L'esercito di Ankara avanza, i militari siriani pronti a difendere Kobane e Manbij. Putin cerca la mediazione

Bombe turche sui giornalisti. E Assad schiera le sue truppe

Il caos creato dall'incursione della Turchia nel Nord della Siria è fuori controllo. La fuga di massa da un campo che ospita donne e bambini legati all'Isis e una serie di omicidi lungo la strada da parte di miliziani siriani che combattono a fianco delle truppe turche sono soltanto gli ultimi elementi. La Siria sta diventando una terra di nessuno e di morte. Tanto che i curdi hanno deciso il tutto e per tutto e hanno chiesto aiuto alla Russia. Ieri si sono accordati con Vladimir Putin per consentire all'esercito governativo siriano di entrare in due località chiave nell'Est siriano, ancora controllate dalle forze curde, ed evitare che finiscano nella mani dei turchi e dei miliziani arabi alleati. Le truppe di Damasco sono pronte a penetrare a Manbij e a Ayn al-Arab (il nome arabo di Kobane).

Però il pericolo degli jihadisti rimane. Secondo quanto riferiscono le autorità curde, la loro fuga è avvenuta dal campo di Ayn Issa, nel Nord della Siria, circa 35 km a Sud del confine turco, dove ci sono 12mila persone, anche mogli e vedove di combattenti dell'Isis con i loro figli. I detenuti avrebbero attaccato le guardie e distrutto le recinzioni del campo. «Ayn Issa è nel caos», hanno spiegato i curdi. Gestire i prigionieri dell'Isis è diventato impossibile. L'offensiva turca ha costretto anche 130mila persone a fuggire dalle proprie case.

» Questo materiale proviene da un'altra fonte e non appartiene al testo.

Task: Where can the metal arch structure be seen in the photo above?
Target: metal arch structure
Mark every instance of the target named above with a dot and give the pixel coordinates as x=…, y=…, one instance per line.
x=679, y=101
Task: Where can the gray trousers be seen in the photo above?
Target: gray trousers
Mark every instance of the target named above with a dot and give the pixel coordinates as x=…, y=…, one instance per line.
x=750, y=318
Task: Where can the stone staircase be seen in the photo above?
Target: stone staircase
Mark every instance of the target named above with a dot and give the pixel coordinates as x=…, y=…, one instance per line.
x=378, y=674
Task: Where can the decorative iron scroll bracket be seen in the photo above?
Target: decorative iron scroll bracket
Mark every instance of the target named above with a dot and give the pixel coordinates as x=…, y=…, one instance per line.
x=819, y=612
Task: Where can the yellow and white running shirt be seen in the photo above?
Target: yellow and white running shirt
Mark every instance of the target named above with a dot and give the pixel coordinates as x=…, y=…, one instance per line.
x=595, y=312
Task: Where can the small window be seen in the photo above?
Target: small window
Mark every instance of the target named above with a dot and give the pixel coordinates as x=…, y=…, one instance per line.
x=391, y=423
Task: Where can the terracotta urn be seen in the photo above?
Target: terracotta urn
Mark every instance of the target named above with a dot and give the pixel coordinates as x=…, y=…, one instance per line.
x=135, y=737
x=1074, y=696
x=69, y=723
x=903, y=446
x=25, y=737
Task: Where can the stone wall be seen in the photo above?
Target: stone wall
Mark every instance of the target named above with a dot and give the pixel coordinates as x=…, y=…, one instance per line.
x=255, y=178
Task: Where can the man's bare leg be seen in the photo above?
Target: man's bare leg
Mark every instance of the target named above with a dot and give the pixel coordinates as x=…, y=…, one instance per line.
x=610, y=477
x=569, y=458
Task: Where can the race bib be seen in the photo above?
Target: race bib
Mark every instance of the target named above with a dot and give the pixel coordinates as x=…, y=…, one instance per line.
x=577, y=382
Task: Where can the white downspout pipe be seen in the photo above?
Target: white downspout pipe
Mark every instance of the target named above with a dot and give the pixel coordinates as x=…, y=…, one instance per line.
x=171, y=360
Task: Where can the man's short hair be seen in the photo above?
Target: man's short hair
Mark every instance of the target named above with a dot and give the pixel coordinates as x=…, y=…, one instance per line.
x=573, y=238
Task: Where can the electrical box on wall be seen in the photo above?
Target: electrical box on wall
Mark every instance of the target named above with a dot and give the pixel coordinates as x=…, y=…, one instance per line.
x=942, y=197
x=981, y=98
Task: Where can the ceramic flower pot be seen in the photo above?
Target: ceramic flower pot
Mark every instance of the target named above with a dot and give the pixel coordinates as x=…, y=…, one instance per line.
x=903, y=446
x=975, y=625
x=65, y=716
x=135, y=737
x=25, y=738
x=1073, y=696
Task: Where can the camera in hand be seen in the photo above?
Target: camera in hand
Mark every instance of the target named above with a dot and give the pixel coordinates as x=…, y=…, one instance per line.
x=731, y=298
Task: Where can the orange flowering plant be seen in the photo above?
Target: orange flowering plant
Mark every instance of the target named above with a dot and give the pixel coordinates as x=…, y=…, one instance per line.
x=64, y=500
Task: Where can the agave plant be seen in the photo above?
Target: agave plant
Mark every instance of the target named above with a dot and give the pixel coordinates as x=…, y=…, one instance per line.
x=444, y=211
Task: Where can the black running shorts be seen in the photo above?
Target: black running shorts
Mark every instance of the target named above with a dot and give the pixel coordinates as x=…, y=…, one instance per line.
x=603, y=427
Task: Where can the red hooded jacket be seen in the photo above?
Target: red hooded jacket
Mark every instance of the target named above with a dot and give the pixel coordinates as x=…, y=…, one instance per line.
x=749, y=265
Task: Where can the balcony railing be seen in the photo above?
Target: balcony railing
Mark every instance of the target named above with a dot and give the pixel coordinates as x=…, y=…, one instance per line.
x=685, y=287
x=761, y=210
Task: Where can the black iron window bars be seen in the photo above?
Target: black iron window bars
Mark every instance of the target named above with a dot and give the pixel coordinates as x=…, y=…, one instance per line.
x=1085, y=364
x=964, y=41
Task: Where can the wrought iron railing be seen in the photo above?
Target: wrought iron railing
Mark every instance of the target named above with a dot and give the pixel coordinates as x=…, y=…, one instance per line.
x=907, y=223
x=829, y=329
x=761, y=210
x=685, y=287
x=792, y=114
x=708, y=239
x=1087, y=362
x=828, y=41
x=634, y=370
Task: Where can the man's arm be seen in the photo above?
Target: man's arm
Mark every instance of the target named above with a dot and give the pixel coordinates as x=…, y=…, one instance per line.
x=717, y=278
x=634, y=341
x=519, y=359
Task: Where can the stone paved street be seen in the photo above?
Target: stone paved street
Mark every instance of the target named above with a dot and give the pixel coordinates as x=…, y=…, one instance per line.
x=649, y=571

Ma il presidente turco Recep Tayyip Erdogan continua nella sua offensiva. Ieri ha dichiarato che le sue forze alleate hanno preso il controllo della città-chiave di confine Ras al-Ain e hanno assediato la città di Tal Abyad, a circa 120 km di distanza. Entrambe le aree sono obiettivi chiave dell'offensiva. Ma la resa dei curdi, se non interviene qualcuno dall'esterno, è inevitabile. Anche perché gli Stati Uniti si stanno preparando a evacuare i loro mille soldati da tutto il Nord della Siria nei tempi più rapidi possibili. A rivelarlo in un'intervista tv è il segretario alla Difesa, Mark Esper. «Se rimanessimo nel Paese - ha chiarito - rimarremmo intrappolati tra due forze armate che avanzano, una situazione insostenibile». Ha poi raccontato di aver parlato con Trump la scorsa notte e con tutti i membri del consiglio per la sicurezza nazionale. Alla fine dell'incontro il presidente ha dato l'ordine del ritiro.

Senza più lo scudo americano e con i guerriglieri curdi in difficoltà, sono i civili a essere presi di mira. Almeno un giornalista straniero è stato ucciso e altri sono rimasti feriti in un bombardamento di artiglieria dell'esercito turco. Il giornalista, di nazionalità curda, si trovava a bordo di un pulmino con altri colleghi stranieri non lontano dalla zona del fronte. Forse altri due giornalisti stranieri sono stati uccisi nello stesso raid, ma ancora non ci sono conferme.

Sabato invece è stata trucidata una nota attivista politica, segretaria generale del Partito Futuro siriano e attivista per i diritti delle donne. Hevrin Khalaf, 35 anni, è tra i 9 civili giustiziati a sangue freddo dai miliziani filo-turchi. Khalaf e il suo autista sono stati assassinati a colpi di arma da fuoco sull'autostrada M4 dopo essere stati fatti scendere dalle loro auto da milizie sostenute dalla Turchia. Khalaf aveva lottato anche in prima linea per una transizione democratica della Siria e per un paese inclusivo e rispettoso dei diritti delle minoranze, un modello ben diverso dall'impostazione del partito Baath.

Ma le forze democratiche siriane a guida curda non hanno dubbi sull'assassinio di Khalaf: «Questo fatto dimostra che in quest'invasione delle forze turche non si fa nessuna differenza tra soldati, civili e politici».